When the camp is away in the trackless bush, it needs a good man always to find the way home after a couple of hours’ chase with all its twists and turns and doublings; but when camp is made on a known road – a long main road that strikes a fair line between two points of the compass – it seems impossible for anyone to be hopelessly lost. If the road runs east and west you, knowing on which side you left it, have only to walk north or south steadily and you must strike it again. The old hands told the beginners this and we were glad to know that it was only a matter of walking for a few hours, more or less, and that in the end we were bound to find the road and strike some camp. ‘Yes,’ said the old hands, ‘it is simple enough here where you have a road running east and west; there is only one rule to remember. When you have lost your way, don’t lose your head.’ But indeed that is just the one rule that you are quite unable to observe.
Many stories have been told of men being lost: many volumes could be filled with them for the trouble of writing down what any hunter will tell you. But no one who has not seen it can realise how the thing may happen; no one would believe the effect that the terror of being lost, and the demoralisation which it causes, can have on a sane man’s senses. If you want to know that a man can persuade himself to believe against the evidence of his senses – even when his very life depends upon his holding to the absolute truth – then you should see a man who is lost in the bush. He knows that he left the road on the north side; he loses his bearings; he does not know how long, how fast or how far he has walked; yet if he keeps his head he will make due south and must inevitably strike the road. After going for half an hour and seeing nothing familiar, he begins to feel that he is going in the wrong direction; something pulls at him to face right about. Only a few minutes more of this, and he feels sure that he must have crossed the road without noticing it and therefore that he ought to be going north instead of south, if he hopes ever to strike it again. How, you will ask, can a man imagine it possible to cross a big dusty road twenty or thirty feet wide without seeing it? The idea seems absurd; yet they do really believe it. One of the first illusions that occurs to men when they lose their heads is that they have done this and it is the cause of scores of cases of ‘lost in the bush’. The idea that they may have done it is absurd enough; but stranger still is the fact that they actually do it.
If you cannot understand a man thinking he had done such a thing, what can you say of a man actually doing it? Impossible, quite impossible, you think. Ah! but it is a fact: many know it for a fact, and I have witnessed it twice myself, once in Mashonaland and once on the Delagoa Road. I saw men, tired, haggard and wild-eyed, staring far in front of them, never looking at the ground, pressing on, on, on and actually cross well-worn waggon roads, coming from hard veld into a sandy wheel-worn track and kicking up a cloud of dust as they passed, and utterly blind to the fact that they were walking across the roads they had been searching for – in one case for ten hours and in the other for three days. When we called to them they had already crossed and were disappearing again into the bush. In both cases the sound of the human voice and the relief of being ‘found’ made them collapse. The knees seemed to give way: they could not remain standing.

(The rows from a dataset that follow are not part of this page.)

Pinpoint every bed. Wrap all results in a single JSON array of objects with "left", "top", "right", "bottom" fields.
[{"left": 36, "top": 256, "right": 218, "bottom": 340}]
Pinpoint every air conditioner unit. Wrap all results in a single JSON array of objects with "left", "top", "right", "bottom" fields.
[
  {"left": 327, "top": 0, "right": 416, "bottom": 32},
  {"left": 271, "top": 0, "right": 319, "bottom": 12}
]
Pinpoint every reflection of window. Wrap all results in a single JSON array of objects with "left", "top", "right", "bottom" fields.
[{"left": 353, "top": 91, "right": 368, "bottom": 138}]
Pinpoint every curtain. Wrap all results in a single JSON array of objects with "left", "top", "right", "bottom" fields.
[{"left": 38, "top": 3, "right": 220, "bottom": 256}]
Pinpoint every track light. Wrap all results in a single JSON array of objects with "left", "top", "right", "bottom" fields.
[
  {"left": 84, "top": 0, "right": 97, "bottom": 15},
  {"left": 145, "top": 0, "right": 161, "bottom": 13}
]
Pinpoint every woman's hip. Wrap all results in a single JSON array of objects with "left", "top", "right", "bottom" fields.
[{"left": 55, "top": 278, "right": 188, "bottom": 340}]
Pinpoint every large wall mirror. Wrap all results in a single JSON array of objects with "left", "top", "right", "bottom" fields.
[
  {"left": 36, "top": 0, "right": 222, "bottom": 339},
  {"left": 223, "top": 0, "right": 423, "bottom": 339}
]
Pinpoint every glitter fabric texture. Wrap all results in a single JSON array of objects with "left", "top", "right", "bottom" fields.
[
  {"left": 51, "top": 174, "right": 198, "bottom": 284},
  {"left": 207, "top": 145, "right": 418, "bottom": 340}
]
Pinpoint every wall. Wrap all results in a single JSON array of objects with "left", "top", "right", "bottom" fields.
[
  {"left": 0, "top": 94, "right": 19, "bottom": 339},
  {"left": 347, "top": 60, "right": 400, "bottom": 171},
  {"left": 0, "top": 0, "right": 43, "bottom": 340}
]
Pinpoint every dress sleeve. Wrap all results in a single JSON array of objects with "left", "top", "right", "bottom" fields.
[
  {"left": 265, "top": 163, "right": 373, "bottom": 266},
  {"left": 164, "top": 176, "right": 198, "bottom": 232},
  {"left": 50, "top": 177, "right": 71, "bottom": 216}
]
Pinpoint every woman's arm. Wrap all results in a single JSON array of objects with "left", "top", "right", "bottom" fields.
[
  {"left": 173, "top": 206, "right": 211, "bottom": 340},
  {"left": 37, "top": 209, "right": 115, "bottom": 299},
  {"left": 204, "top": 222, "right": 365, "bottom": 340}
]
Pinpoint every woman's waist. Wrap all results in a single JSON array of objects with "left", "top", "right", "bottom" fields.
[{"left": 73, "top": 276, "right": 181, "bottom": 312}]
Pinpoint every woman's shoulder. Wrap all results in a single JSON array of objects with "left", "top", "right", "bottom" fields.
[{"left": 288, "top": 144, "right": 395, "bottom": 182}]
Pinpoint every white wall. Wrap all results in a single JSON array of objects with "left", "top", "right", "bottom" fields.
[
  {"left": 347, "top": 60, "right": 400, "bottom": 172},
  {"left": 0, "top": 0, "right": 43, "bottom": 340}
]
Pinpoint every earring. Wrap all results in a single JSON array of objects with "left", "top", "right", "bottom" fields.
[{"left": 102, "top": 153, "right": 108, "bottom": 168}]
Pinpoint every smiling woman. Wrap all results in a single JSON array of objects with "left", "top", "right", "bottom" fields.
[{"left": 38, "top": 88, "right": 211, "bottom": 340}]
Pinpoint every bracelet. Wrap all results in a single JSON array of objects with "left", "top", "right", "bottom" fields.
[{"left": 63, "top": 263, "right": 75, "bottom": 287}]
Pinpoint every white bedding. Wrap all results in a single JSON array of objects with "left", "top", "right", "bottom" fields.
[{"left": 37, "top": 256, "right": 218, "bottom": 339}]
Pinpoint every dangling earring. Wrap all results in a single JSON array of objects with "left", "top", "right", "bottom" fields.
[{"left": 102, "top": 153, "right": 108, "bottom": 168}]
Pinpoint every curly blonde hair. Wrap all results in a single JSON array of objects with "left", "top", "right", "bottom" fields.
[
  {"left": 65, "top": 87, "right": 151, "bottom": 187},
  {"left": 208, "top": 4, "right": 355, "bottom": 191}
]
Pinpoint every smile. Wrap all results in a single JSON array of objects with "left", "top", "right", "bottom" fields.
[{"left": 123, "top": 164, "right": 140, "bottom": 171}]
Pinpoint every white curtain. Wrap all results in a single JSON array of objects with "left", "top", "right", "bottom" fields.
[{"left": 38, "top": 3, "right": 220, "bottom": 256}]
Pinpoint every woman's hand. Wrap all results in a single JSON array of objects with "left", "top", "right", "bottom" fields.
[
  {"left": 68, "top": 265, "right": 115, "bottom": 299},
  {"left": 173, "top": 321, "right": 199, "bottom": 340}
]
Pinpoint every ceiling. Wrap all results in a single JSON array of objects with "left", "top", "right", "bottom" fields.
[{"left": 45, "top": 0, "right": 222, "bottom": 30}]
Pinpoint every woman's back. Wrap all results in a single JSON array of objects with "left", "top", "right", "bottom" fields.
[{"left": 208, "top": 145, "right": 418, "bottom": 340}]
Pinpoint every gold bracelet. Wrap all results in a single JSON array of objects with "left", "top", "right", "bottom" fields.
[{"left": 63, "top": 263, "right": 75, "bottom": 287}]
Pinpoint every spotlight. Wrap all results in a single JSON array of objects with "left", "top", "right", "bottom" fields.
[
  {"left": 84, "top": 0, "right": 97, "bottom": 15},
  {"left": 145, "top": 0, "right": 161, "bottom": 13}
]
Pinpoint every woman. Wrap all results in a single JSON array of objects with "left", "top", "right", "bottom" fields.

The man who loses his head is really lost. He cannot think, remember, reason or understand; and the strangest thing of all is that he often cannot even see properly – he fails to see the very things that he most wants to see, even when they are as large as life before him.
Crossing the road without seeing it is not the only or the most extraordinary example of this sort of thing. We were out hunting once in a mounted party, but to spare a tired horse I went on foot and took up my stand in a game run among some thorn-trees on the low spur of a hill, while the others made a big circuit to head off a troop of kudu. Among our party there was one who was very nervous: he had been lost once for six or eight hours and, being haunted by the dread of being lost again, his nerve was all gone and he would not go fifty yards without a companion. In the excitement of shooting at and galloping after the kudu probably this dread was forgotten for a moment: he himself could not tell how it happened that he became separated, and no one else had noticed him.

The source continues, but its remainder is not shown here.